>I'd say the circumstantial evidence is strong that religious loonies are
>in complete charge of the country. Above all else, the election results
>represent adamant denial of reality -- belief that Iraq was responsible
>for 9/11, that Bush has alleviated rather than worsened the potential for
>terrorism, that the US can pile up endless external debt while telling
>other nations to go fuck themselves, etc., etc. That amount of fantasy is
>compatible only with a thoroughgoing religious worldview. Faith, as Mark
>Twain memorably observed, is believing what you know ain't so.
I looked this up because of the comment that science has left us unmoored from any sense of meaning or purpose to our lives. It's an old trope as Jon correctly surmises. Quoting quotes and not contributing original thoughts, trite, I know, but it'll have to do:
"Since asceticism undertook to remodel the world and to work out its ideals in the world, material goods have gained an increasing and finally an inexorable power over the lives of men as at no previous period in history. Today the spirit of religious asceticism--whether finally, who knows?--has escaped from the cage. But victorious capitalism, since it rests on mechanical foundations, needs its support no longer. The rosy blush of its laughing heir, the Enlightenment, also seems to be irretrievably fading, and the idea of duty in one's calling prowls about in our lives like the ghost of dead religious beliefs."

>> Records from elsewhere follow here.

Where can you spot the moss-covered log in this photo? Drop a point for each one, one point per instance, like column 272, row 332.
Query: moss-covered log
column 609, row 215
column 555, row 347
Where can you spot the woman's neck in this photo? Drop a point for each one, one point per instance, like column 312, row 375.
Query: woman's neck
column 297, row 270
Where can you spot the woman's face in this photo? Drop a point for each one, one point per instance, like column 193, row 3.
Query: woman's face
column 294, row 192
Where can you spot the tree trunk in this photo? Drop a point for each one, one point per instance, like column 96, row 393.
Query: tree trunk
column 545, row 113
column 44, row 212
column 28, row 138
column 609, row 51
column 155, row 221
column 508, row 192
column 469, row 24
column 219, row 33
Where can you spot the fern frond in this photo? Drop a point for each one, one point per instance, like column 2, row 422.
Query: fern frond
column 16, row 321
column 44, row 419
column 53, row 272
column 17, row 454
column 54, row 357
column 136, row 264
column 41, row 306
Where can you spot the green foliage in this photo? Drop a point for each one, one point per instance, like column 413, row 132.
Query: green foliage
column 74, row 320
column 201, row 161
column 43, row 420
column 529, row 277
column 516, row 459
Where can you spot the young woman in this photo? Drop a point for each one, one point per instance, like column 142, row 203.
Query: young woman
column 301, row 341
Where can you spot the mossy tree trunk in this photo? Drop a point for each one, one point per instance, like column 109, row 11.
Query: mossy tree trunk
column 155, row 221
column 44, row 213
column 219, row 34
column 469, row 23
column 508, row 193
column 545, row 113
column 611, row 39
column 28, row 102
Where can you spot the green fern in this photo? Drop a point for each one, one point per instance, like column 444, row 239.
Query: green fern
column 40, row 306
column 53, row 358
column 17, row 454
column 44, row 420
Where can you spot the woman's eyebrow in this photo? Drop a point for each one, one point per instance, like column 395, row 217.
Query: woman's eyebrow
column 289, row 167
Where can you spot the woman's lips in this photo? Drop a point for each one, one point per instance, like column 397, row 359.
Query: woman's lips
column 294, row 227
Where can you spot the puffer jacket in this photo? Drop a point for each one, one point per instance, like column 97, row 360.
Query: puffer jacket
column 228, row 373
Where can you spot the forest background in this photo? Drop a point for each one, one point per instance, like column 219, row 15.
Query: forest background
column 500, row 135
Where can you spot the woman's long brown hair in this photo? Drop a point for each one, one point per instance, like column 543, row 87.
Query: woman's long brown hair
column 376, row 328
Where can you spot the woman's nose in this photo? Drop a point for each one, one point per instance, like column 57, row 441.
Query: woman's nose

"In the field of its highest development, in the United States, the pursuit of wealth, stripped of its religious and ethical meaning, tends to become associated with purely mundane passions, which often actually give it the character of sport.
"No one knows who will live in this cage in the future, or whether at the end of this tremendous development entirely new prophets will arise, or there will be a great rebirth of old ideas and ideals or, if neither, mechanized petrification embellished with a sort of convulsive self-importance. For of the last stage of this cultural development, it might well be truly said: 'Specialists without spirit, sensualists without heart; this nullity imagines that it has obtained a level of civilization never before achieved'".
--Max Weber, The Protestant Ethic and the Spirit of Capitalism
(and remember, Weber sat around staring out a window, obsessively picking at his fingernails. Not a good model. :)
k
"We live under the Confederacy. We're a podunk bunch of swaggering pious hicks."